In 2001 BT Group launched its Answer 1571 service as a free service, available at no extra cost to its existing telephone line customers. In 2007 a charge of £1 was introduced for any month in which two chargeable calls are not made on the line (this might apply, for instance, to people who have Carrier preselect with another telephone company). In 2014 a charge of £1.75 per month was introduced for all Residential users of the service and the charge for not making two chargeable calls in any month (which had increased to £2) was removed. The Answer 1571 service, a cut-down version of BT Group's Call Minder service, allows a calling party to leave messages when the called party is engaged or does not answer within a fixed number of rings. The system allows for the storage of up to 10 such messages, each of which can be up to 2 minutes long, for up to 20 days. To indicate to called parties that they have waiting messages, the exchange sends an interrupted dialling tone to them when they take their telephone off-hook. The called party can retrieve the messages by dialling the number 1571.

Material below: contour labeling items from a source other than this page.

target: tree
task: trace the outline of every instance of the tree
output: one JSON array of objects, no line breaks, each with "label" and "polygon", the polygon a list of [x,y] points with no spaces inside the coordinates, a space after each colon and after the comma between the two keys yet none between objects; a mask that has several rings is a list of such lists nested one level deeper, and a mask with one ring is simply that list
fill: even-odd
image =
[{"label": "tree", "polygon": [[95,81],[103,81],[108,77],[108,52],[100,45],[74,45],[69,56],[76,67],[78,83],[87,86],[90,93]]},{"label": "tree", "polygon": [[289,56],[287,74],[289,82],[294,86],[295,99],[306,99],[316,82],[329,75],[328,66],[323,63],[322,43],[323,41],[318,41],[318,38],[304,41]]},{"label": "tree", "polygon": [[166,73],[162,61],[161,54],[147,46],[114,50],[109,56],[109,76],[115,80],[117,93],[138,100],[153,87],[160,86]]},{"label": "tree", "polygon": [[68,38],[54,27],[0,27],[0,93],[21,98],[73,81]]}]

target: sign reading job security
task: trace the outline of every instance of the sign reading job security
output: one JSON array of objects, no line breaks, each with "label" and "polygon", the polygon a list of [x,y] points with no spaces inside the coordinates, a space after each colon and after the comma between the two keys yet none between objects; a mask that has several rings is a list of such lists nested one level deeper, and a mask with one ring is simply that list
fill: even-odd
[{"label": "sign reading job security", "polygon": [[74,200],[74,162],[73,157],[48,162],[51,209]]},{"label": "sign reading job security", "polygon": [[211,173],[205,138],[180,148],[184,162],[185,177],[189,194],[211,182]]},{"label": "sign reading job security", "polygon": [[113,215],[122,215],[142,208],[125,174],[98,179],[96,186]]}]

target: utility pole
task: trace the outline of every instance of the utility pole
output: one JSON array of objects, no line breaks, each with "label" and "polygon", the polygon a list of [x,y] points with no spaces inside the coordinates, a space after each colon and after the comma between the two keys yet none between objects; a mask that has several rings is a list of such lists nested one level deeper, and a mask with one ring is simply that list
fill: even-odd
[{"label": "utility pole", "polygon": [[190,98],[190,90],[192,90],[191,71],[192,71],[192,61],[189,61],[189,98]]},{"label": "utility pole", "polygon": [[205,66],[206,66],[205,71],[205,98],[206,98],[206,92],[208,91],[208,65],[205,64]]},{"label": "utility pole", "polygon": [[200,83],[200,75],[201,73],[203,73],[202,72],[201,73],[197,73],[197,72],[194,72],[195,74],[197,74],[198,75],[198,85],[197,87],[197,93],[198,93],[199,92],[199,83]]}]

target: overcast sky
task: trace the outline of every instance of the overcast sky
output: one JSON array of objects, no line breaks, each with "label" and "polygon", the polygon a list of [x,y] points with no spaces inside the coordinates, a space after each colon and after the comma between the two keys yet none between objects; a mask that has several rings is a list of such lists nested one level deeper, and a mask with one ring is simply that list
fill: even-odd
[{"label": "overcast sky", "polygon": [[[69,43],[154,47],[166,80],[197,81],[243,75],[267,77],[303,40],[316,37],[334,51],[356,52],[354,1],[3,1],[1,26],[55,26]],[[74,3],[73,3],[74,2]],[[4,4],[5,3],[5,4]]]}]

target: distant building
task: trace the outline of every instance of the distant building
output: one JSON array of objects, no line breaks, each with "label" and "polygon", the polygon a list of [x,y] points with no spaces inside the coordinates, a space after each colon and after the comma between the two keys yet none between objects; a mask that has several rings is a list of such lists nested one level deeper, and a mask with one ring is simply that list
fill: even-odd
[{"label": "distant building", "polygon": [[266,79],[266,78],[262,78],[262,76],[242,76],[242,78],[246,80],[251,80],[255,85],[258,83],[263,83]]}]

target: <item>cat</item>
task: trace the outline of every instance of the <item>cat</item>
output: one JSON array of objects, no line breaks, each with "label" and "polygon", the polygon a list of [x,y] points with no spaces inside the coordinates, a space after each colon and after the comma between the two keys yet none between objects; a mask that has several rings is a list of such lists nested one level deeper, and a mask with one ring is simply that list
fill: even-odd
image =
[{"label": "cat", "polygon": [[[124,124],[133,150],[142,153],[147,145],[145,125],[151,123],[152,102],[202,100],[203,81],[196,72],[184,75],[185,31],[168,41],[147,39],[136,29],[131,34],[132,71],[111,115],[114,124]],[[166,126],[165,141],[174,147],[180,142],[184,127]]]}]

The feature of Answer 1571 that cannot be implemented on an answering machine is that the machine cannot record messages when the called party is engaged on another call. This was seen to be a considerable advantage over an answering machine to those who had dial-up access to Internet, because dial-up connections can often involve long periods when the line is engaged.

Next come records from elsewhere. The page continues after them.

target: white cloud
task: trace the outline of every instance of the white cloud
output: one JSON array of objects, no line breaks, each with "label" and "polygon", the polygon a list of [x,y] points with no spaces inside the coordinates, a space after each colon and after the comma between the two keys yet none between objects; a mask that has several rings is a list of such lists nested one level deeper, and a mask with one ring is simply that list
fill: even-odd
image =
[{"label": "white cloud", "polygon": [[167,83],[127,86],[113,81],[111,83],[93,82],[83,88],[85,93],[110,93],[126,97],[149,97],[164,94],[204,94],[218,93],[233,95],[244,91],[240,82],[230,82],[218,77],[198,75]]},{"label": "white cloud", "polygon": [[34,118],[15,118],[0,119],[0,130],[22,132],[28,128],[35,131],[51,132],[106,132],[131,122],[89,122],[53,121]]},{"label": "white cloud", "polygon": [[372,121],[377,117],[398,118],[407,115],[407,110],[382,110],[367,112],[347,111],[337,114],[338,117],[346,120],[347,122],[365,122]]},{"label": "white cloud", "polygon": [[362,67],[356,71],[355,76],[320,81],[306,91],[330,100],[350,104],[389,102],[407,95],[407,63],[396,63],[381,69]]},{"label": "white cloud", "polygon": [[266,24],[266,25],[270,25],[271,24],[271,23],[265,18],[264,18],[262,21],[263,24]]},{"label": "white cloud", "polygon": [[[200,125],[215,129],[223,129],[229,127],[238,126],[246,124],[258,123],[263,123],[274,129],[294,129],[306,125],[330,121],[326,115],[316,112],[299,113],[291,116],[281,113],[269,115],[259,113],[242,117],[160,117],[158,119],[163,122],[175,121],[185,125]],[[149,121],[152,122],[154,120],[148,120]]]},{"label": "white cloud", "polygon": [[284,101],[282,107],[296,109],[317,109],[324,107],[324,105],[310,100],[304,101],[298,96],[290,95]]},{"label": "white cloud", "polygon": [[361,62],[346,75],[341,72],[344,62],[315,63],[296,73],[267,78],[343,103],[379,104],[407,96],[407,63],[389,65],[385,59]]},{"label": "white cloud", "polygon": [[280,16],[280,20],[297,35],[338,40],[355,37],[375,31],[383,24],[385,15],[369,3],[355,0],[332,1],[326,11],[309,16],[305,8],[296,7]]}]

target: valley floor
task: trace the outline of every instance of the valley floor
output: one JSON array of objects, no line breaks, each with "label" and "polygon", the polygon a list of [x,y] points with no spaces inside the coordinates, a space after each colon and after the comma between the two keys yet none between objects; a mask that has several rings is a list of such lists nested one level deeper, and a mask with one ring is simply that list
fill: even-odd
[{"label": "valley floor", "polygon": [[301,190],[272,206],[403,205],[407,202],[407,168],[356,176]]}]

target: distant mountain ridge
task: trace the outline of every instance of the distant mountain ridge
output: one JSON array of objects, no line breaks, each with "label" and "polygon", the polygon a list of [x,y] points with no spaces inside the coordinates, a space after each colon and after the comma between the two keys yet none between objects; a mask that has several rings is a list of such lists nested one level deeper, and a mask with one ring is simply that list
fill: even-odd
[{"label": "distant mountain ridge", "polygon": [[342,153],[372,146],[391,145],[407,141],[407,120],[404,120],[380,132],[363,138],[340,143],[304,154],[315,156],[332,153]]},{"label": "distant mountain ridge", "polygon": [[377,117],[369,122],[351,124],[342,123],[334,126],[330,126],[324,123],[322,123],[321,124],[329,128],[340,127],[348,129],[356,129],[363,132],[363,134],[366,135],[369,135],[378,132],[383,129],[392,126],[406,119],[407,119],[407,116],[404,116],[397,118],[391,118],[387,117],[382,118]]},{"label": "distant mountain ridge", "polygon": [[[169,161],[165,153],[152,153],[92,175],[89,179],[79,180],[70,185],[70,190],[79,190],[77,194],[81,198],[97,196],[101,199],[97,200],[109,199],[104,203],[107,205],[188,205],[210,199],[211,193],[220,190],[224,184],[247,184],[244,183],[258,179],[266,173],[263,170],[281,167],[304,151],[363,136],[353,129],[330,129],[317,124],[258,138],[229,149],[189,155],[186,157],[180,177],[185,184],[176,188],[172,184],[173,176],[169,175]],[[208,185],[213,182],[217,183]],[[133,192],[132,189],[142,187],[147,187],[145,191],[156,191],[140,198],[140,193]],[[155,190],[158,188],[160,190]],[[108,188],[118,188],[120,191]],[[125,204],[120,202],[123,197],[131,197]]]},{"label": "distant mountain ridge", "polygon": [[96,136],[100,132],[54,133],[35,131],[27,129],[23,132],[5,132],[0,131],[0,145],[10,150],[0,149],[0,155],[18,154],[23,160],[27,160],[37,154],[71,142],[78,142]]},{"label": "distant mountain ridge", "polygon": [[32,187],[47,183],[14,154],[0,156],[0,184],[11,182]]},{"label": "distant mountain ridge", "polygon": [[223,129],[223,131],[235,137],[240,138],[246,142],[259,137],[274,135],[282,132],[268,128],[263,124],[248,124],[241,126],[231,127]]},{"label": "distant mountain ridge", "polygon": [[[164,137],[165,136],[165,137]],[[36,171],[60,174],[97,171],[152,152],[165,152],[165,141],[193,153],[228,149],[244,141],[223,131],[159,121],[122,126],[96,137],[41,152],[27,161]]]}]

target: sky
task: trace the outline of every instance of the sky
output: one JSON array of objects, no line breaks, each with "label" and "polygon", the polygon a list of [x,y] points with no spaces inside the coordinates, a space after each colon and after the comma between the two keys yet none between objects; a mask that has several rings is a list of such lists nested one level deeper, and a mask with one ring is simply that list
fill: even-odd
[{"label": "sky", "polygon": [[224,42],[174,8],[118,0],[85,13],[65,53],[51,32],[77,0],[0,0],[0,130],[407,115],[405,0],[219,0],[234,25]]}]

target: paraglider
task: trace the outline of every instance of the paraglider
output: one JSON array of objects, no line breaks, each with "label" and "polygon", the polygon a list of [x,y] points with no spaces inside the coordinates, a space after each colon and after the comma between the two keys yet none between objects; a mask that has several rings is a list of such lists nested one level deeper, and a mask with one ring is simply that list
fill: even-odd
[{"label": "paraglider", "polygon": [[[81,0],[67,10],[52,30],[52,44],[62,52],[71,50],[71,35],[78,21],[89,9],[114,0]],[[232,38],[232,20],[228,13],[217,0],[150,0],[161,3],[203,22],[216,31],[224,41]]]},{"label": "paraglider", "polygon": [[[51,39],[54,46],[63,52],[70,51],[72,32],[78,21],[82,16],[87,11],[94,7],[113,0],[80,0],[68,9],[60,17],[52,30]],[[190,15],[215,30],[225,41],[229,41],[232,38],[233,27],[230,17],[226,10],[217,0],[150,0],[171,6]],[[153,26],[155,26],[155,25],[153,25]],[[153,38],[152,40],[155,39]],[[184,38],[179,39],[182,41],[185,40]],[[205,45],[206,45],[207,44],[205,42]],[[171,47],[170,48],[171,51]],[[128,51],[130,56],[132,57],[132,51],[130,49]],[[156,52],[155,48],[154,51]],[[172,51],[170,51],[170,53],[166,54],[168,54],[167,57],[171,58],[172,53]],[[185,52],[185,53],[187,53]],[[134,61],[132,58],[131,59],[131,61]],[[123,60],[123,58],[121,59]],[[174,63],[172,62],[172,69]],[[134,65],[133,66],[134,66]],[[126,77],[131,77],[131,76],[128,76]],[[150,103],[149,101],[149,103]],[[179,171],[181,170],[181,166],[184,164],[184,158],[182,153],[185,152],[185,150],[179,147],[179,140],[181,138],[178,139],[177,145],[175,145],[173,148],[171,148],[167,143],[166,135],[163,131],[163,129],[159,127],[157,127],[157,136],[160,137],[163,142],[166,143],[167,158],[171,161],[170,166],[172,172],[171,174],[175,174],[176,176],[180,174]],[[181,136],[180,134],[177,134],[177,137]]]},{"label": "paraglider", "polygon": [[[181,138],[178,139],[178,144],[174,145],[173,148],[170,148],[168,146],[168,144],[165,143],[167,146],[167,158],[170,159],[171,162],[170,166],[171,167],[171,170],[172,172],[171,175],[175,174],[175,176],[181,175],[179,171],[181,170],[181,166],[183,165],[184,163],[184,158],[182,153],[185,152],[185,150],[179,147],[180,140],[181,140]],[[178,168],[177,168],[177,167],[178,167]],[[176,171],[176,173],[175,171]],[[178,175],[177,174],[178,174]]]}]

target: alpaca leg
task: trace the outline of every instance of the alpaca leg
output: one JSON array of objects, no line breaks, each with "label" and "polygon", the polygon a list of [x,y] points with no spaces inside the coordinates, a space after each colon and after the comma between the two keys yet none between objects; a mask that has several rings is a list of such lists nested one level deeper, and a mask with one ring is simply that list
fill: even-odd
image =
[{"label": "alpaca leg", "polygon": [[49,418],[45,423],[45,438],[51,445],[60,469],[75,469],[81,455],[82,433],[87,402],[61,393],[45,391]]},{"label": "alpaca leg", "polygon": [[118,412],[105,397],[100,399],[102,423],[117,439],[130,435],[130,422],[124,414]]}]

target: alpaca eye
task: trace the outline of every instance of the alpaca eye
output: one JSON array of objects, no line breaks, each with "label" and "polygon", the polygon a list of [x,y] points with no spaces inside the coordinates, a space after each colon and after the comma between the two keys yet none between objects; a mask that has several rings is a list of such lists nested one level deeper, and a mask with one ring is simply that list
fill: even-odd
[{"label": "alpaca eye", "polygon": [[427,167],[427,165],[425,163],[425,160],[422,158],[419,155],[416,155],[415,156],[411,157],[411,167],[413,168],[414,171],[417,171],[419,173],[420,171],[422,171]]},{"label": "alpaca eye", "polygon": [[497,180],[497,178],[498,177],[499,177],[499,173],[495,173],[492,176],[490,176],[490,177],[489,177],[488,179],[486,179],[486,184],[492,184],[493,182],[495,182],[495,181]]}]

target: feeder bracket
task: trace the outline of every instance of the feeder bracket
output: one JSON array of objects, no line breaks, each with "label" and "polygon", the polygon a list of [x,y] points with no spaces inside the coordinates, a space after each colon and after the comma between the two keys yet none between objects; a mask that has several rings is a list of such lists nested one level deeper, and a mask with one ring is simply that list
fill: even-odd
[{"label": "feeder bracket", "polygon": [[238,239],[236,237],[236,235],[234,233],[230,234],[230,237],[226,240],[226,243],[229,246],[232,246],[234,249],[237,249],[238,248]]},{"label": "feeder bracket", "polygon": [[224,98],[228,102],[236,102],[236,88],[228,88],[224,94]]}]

Disadvantages of Answer 1571:
- it can cause problems for computer telephone line modems, which are unable to recognise the interrupted dialling tone as a dialling tone and which will thus refuse to make outgoing calls, reporting being unable to detect a dialling tone;
- it costs the calling party the minimum connection charge (often comprising a Call Set-Up fee plus a 1-minute call charge) to discover that the called party is engaged, even if they do not wish to leave a message, whereas obtaining the engaged tone incurs no connection charge. The Gosport & Fareham branch of the Multiple Sclerosis Society, as well as several others, recommends as a tip for saving money when making telephone calls to "count six rings and hang up before the expensive voice starts charging you";
- the caller cannot set a Callback if urgent contact with the called party is required;
- many answering machines implement call screening, which 1571 cannot do: the answering machine picks up the call with its speaker active, so that the user, if available, can listen to what the caller says, and pick up the phone only if they want to speak with the caller;
- some machines can record conversations, which 1571 of course cannot do.
On top of the Answer 1571 services, BT provides additional services at an extra charge: the 1571 Text Alerts service sends a text message to a designated mobile telephone number whenever a calling party leaves a new message. Another service was withdrawn in March 2009: 1571 Online allowed customers to retrieve their stored messages via the World Wide Web.

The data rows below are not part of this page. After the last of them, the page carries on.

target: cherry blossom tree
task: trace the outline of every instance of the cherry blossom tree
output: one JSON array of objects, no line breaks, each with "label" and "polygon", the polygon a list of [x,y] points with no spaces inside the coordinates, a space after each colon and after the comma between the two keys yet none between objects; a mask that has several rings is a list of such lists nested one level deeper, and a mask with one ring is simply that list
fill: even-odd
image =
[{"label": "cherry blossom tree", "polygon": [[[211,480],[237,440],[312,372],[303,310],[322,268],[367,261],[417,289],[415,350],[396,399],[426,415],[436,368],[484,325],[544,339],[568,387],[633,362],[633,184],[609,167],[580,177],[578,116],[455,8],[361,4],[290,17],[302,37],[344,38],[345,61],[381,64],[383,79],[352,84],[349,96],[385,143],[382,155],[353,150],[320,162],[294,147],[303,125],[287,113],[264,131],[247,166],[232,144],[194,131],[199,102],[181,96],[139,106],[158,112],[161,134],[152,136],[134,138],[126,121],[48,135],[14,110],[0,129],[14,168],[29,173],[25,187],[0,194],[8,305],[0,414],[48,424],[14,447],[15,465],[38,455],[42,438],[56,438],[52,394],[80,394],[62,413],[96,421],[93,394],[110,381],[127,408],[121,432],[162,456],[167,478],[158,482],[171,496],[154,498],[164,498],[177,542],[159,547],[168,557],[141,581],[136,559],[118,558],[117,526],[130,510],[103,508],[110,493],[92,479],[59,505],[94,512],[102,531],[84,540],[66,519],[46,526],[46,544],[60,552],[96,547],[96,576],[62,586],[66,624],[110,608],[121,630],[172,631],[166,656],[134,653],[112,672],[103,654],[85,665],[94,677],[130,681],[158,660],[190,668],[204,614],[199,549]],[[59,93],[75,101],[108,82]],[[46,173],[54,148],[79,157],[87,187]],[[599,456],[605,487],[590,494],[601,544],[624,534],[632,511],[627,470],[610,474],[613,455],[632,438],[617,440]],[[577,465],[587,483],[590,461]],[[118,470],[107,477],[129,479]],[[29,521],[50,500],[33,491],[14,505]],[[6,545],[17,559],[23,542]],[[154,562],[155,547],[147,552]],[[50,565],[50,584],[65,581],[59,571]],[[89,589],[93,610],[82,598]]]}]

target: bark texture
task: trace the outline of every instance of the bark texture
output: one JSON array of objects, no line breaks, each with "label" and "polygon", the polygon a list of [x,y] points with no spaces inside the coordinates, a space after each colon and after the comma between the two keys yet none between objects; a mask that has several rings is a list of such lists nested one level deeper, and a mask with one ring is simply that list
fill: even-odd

A problem with the 1571 Text Alerts system that existed and BT's website failed to point out as of 7 June 2007[update] is that if a mobile phone number is transferred from another provider to either Virgin or T-mobile, the alert system will not work; phone messages will be stored, but text message alerts will not be sent.
As of December 2011[update] BT offers two services accessed via the 1571 number. None of the services can be disabled or re-enabled by the user, but must be ordered or cancelled, with a lag of several days.
- Answer 1571, £1.75/month. Calls answered after 7 rings. Up to 10 call stored for up to 20 days. Fixed greeting message. Messages not accessible remotely by ringing in.
- Call minder, £3.50/month (subject to change), as above but 30 messages, stored for 30 days, can answer after 0, 4, 7, or 10 rings (nominal, may vary), can store numbers of callers who leave no message, messages can be accessed by dialling in with an identification number, can record personal greeting.
The number of rings before answering is not guaranteed, and may be longer or shorter than the specified number. This can be a problem if a 1571 service is used in conjunction with an answering machine; for example, an answering machine which supports remote access by ringing in can be switched on when a user of the cheaper 1571 service that does not allow remote access is away for several days and needs to check messages while away. It is necessary to ensure that the machine answers before the shortest possible number of rings, otherwise 1571 will pick up calls instead. For example the BT Response 75 machine has a mode which answers after 2 rings if there are new messages, and 6 rings if none, allowing the user to call in to check for messages and hang up after say 4 rings if no messages, saving the cost of the call; this is negated if Answer 1571 may answer calls before the machine picks up (nominally after 7 rings), recording messages that the user cannot access.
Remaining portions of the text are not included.